3D Printing is beyond a wishful state. It is a concept well domiciled in developed countries of the world where adoption of this disruption is in top gear. It is not a yuppie fad. Far from it. It is a next phase of industrialization and a sweet spot in the continuum called Internet of things. The Internet of things is a concept that explains what happens when everything in the physical realm literally moves into the cloud. This process is known as virtualization and it is what we have been doing for the better part of the last decade. It is on this concept that e-commerce is built on. Virtualization (the digital representation of physical products on the web or mobile) has created and sustained the e-commerce industry for the last two decades but this reign now coming to an end. A new wave is upon us. In the immediate future, what we have come to embrace as the norm will cease to be.
 
 
The reset button has been pressed and in this future, the value chain of many industries upturned will make what we now hold in high esteem to become mere artifacts and stocks in the museum of history.

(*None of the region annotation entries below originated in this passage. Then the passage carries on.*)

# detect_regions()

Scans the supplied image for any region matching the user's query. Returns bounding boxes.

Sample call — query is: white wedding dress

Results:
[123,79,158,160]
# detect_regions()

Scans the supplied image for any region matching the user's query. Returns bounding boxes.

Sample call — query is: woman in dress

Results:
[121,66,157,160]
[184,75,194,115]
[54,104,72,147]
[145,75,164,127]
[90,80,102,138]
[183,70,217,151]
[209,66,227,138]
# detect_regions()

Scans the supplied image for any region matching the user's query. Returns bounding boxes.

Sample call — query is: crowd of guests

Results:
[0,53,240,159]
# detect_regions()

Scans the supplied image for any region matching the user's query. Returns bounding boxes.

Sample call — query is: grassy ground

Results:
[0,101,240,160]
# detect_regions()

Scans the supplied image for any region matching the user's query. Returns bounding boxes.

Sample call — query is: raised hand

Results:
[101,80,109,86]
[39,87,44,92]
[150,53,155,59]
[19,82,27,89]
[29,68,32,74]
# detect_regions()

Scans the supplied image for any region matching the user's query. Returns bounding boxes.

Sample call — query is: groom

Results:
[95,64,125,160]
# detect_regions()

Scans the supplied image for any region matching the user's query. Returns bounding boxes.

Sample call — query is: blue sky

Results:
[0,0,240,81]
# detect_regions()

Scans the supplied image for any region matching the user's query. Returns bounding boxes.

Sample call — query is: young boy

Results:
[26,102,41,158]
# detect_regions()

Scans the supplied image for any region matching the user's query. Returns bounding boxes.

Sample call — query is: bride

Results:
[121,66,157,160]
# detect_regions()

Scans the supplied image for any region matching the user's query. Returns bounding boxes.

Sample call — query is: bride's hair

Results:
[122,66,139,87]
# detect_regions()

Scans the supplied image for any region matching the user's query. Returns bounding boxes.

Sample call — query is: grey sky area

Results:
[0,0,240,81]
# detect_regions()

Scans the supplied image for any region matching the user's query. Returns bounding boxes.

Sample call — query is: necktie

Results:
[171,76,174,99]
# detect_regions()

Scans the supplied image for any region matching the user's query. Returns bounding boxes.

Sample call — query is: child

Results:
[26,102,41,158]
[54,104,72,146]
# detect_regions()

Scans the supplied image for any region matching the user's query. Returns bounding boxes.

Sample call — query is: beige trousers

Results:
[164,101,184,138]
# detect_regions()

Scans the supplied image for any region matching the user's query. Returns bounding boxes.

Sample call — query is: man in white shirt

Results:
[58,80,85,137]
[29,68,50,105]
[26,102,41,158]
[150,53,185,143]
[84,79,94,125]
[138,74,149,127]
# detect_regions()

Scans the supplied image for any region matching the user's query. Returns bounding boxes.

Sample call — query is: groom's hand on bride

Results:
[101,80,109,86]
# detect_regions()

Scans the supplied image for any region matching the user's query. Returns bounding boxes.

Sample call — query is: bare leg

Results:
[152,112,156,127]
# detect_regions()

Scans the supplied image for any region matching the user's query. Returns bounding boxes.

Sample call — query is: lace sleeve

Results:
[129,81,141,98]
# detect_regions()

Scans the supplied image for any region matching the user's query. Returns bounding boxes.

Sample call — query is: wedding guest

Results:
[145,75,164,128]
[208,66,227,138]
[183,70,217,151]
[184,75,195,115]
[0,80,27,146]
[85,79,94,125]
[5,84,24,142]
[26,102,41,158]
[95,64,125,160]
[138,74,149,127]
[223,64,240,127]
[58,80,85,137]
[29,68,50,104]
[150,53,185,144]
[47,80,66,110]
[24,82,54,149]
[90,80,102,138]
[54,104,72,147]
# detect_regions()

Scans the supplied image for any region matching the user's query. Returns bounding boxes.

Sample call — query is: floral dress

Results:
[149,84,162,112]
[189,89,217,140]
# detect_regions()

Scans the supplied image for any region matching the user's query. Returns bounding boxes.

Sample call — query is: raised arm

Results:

It is true that the cost of acquiring the technology poses a great barrier to adoption but this is only true as with predecessors. In the past, computers were mega luxuries. Today, some individuals boast of multiple versions in their custody. In the mainframe era, the president of IBM (Thomas Watson) underestimated the PC. He said "maybe there is a global demand for 5 PCs". It sounds pre-posterious now but when Watson made his bozo statement, he was probably right.
 
 
3D printing will indeed disrupt our lives. This in fact is a stale fact. For Africa and the third world, what is instructive is how this technology can help us to bridge the productivity gap which was created in the industrial era. We haven't quite been able to bridge the gap in spite of the significant adoption of web technology. Today, we can afford to build very intelligent apps for agriculture and even give farmers future phones but most farmers still use rudimentary tools to farm. Most farmers cannot afford to "over produce" because of the risk of decay and more.
 
 
The clarion call is for us to see how we can optimize 3D printing and its variants to empower. The time is not ripe for us to in our typical style fall for the euphoria. Our euphoria hasn't helped us in any way. Africa missed out of the next big thing because we got too "happy" with the pyramids. 3D may be our chance to bridge the productivity gap.